Property tax rates will remain stable for at least the next two years in Fulton County, Georgia after Governor Nathan Deal signed new legislation into law.
The move has sparked strong reaction, both for and against the cap.
Act 135 prohibits Fulton County from raising its millage rate before January 1, 2015. It also requires approval by a supermajority of county commissioners for any rate increase proposed after that date.
Supporters say the measure is needed to curtail out-of-control spending. They say the rate cap will force county commissioners to make responsible decisions.

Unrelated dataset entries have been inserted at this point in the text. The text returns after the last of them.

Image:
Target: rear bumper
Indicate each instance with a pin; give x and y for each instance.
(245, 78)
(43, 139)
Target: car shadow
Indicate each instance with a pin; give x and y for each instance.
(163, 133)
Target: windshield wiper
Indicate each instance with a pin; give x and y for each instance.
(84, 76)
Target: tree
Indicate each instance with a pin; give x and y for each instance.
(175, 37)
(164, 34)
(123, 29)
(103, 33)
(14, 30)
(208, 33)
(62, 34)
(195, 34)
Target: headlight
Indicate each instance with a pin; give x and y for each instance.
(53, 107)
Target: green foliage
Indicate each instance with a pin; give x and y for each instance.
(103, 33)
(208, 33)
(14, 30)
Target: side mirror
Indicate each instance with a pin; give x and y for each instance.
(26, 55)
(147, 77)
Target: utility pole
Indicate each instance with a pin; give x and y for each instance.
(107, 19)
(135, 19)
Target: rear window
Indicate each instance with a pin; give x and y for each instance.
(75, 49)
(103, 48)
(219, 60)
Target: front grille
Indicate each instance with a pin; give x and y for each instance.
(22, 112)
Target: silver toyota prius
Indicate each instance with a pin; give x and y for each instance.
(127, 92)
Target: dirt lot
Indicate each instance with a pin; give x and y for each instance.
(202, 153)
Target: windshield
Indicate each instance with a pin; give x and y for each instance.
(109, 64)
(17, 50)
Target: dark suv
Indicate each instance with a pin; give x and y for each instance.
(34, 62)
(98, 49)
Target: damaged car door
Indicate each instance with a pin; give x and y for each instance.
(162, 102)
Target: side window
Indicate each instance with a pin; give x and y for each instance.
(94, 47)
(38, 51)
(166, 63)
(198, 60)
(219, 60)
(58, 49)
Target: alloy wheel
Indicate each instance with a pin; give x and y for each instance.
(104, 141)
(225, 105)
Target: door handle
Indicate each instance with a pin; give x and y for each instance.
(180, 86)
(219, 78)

As Michael Fitzgerald, co-founder of the North Fulton & Friends Tea Party told the Atlanta Journal-Constitution, "Hopefully, the county commissioners will get the message that freewheeling spending is coming to an end."
Opponents, including Commission Chairman John Eaves said the legislation is an illegal intrusion into local government affairs and the county may challenge it in court.
"It's bad public policy. It's a bad precedent. And it's a clear violation of home rule, in my opinion," he said.
Eaves added that the county hasn't raised property taxes since 1991.
Credit Rating Dropped
Fitch Ratings citied the millage rate cap along with Fulton's reliance on reserve funds in deciding to lower the county's credit rating recently.
The agency said the millage cap will reduce the county's financial flexibility and it signifies a lack of cooperation between state and local officials.